Mr. Steinbrenner did not create the Yankees. Ruth and Gehrig,

Dimaggio, Mantle, Ford, Rizzuto, Reggie and Casey Stengel did.

Their honored names should not be dragged through Jersey swamp

muck.

While we’re on the subject, the New York Giants football team

should either come back to New York, or change its name and if

New York politicians care about their city they should make sure

they do one or the other.

In April, 1998, Mayor Giuliani announced a plan to finance new

baseball stadia by not reducing the city’s controversial commercial

rent occupancy tax as planned on schedule and using those

revenues. While maintaining that he preferred to see the Yankees

remain in the Bronx, his administration openly advocating the

building of a new stadium over open rail yards to the west of Penn

Station and near the Javits Convention Center. By actively

promoting such a scheme, he lost his negotiating position with Mr.

Steinbrenner. The Yankees and Mr. Steinbrenner do not need

further subsidies. They pay the city virtually no rent for a stadium

that is perfectly impressive and fine, despite the fact that a beam

collapsed, propitiously and rather suspiciously for Mr.

Steinbrenner’s campaign in the Spring of 1998.

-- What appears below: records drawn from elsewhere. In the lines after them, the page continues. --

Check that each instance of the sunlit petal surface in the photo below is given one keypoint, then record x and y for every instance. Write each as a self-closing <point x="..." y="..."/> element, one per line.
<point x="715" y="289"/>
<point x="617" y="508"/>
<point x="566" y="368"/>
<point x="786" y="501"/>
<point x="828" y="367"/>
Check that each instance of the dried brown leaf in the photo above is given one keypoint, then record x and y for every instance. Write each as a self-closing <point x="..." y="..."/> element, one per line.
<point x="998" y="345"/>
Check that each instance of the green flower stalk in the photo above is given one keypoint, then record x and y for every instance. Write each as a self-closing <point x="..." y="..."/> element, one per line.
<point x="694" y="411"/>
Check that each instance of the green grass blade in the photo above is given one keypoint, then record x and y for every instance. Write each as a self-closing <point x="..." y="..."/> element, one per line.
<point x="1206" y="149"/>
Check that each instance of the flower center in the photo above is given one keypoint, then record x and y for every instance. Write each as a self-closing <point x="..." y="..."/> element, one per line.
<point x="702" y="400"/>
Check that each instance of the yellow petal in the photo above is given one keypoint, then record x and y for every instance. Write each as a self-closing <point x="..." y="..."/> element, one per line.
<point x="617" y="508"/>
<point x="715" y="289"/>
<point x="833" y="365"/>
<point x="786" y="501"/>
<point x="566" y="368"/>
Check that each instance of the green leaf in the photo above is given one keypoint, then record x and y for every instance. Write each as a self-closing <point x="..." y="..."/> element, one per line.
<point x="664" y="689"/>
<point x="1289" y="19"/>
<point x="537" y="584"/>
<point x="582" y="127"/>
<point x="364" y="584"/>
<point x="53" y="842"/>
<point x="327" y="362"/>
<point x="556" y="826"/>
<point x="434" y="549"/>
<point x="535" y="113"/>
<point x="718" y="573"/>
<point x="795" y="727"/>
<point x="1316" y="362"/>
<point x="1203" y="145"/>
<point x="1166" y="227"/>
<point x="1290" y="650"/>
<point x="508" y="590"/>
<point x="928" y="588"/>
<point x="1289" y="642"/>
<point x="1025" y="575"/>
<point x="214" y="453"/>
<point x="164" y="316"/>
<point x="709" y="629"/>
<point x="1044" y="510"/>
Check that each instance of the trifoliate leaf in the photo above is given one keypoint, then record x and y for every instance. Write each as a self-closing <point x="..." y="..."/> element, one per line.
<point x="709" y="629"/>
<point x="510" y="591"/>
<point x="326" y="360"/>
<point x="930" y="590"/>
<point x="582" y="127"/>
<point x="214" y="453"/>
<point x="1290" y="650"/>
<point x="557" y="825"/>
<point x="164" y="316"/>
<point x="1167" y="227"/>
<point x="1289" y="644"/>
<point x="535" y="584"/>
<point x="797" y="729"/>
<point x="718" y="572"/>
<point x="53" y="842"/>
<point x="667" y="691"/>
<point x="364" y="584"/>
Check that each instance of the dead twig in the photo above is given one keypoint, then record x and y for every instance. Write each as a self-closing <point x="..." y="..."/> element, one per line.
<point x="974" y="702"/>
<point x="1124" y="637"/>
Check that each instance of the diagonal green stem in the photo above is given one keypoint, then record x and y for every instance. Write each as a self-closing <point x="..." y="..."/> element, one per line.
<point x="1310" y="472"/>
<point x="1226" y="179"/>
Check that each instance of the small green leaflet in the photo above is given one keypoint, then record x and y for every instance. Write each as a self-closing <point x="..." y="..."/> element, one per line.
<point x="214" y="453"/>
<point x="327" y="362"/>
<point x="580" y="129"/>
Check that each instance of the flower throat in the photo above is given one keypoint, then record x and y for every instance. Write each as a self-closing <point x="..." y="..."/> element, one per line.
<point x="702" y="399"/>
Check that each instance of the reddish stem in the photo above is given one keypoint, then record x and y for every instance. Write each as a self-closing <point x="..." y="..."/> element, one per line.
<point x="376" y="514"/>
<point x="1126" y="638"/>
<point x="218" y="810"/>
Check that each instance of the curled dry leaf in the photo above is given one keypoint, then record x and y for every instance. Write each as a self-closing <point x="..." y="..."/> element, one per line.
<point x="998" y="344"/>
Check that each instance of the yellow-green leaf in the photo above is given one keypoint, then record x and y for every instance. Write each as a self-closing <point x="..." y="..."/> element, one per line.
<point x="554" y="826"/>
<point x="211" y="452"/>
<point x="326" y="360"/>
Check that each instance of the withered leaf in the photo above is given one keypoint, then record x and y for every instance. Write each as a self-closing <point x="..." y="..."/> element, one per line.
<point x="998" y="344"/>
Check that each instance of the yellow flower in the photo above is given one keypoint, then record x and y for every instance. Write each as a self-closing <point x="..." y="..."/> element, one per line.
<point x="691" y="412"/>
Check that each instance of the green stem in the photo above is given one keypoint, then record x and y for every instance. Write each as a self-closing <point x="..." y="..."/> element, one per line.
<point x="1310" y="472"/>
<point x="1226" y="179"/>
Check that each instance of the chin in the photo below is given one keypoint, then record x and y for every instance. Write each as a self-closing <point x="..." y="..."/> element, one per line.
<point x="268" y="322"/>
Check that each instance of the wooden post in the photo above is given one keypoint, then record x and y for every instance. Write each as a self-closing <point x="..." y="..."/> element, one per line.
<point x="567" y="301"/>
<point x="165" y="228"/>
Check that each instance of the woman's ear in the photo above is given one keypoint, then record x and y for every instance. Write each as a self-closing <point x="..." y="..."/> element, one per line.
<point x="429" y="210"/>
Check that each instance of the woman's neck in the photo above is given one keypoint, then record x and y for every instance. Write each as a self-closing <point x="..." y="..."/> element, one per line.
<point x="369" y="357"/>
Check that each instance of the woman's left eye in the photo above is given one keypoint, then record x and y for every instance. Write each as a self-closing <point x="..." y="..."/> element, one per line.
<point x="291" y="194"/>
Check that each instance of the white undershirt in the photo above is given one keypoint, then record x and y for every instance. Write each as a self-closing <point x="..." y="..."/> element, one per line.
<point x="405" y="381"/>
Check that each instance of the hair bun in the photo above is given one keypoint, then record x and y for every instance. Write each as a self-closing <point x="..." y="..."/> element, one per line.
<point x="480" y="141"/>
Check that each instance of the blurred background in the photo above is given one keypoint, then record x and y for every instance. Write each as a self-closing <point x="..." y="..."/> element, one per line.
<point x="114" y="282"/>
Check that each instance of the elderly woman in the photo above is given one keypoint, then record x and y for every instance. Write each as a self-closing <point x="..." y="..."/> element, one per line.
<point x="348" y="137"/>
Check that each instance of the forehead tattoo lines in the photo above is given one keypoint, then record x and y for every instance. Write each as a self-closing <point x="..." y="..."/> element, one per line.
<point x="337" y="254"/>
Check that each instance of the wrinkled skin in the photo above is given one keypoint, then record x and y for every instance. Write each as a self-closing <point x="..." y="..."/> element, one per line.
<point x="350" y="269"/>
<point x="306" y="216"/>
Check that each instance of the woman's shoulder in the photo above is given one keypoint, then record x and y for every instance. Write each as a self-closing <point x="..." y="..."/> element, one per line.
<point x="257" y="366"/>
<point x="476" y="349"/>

The Giuliani Administration and most of the press seem to have

forgotten that a major plan to redevelop the rail yard air rights with

a mix of housing and offices was put forward only a couple of years

ago by the Metropolitan Transportation Authority. The plan made

some sense because it would provide thousands of units of housing

not far from the west midtown office district. The site, in question,

however, is already fairly congested as the garment center is

nearby and the Lincoln Tunnel and the Port Authority Bus Terminal

generate a great deal of traffic to say nothing of the nearby

convention center that needs expanding.

If the city had no baseball team and no stadium, perhaps a

waterfront location might make sense, especially at Battery Park

City, or perhaps Long Island City. It has two stadiums, however,

and they are perfectly adequate for the fans. If the corporate

tycoons feel left out of the existing suites, then let them finance

another team, or rather bring the Dodgers back and build them a

stadium at the foot of Brooklyn Heights overlooking Lower

Manhattan and the Statue of Liberty and let the Yankees stew.